Es una novela con una escritura exquisita para una trama que impacta por lo descarnada. Una pareja de inmigrantes sobrevive con la venta de verduras. Ella es la que sostiene con su trabajo la economía familiar. Ella es la que sostiene también a su wawa siempre prendida a la teta. Es su cuerpo el que sufrirá las consecuencias de la mala vida de su esposo. El cuerpo de una mujer es el escenario de abusos y venganzas. También es ese cuerpo el que despierta el deseo de un joven que la ayuda en el mercado.

Los vínculos familiares, la amistad, el sexo, el dinero, lealtades, redenciones son algunos de los tópicos que se tocan con una prosa bellísima.

El nadador en el mar secreto, de William Kotzwinkle (China Editora)

Una historia que parte de una vivencia del autor y se convierte en un texto memorable.

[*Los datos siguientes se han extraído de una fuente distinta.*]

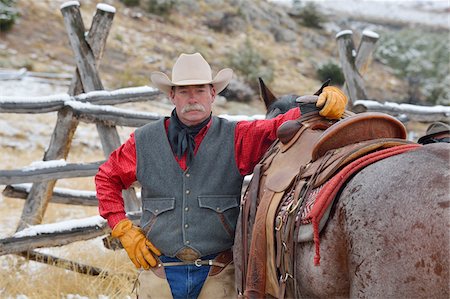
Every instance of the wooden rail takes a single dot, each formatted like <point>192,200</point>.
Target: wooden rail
<point>60,195</point>
<point>35,105</point>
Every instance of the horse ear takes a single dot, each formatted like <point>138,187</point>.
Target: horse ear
<point>266,95</point>
<point>325,84</point>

La espera de un hijo, el nacimiento, la tragedia.

El texto narra 24 horas en la vida de Laski y su esposa desde el momento en el que ella rompe bolsa. La decisión de contar esta historia desde el punto de vista del personaje masculino es un gran acierto del autor.

Con el ritmo imperioso de la crónica y la precisión narrativa de un cuento, El nadador… es un libro que opera en el límite invisible de la ficción y la no ficción.

Novelas breves, de Juan Carlos Onetti (Eterna Cadencia)

El pozo, Para una tumba sin nombre, Los adioses son tres de los títulos que vienen en el libro.

Una antología de las nouvelles del escritor uruguayo que son imprescindibles para entrar en el universo que Onetti propone a lo largo de su obra.

Recomiendo leerlo a la par con Teoría de la prosa, de Ricardo Piglia (Eterna Cadencia), que compila un seminario en el que se mete de lleno en el análisis de estos textos.

* Juan Carrá es escritor, periodista y docente. Autor de las novelas No permitas que mi sangre se derrame, Lloran mientras mueren y Lima, un sábado más, entre otras.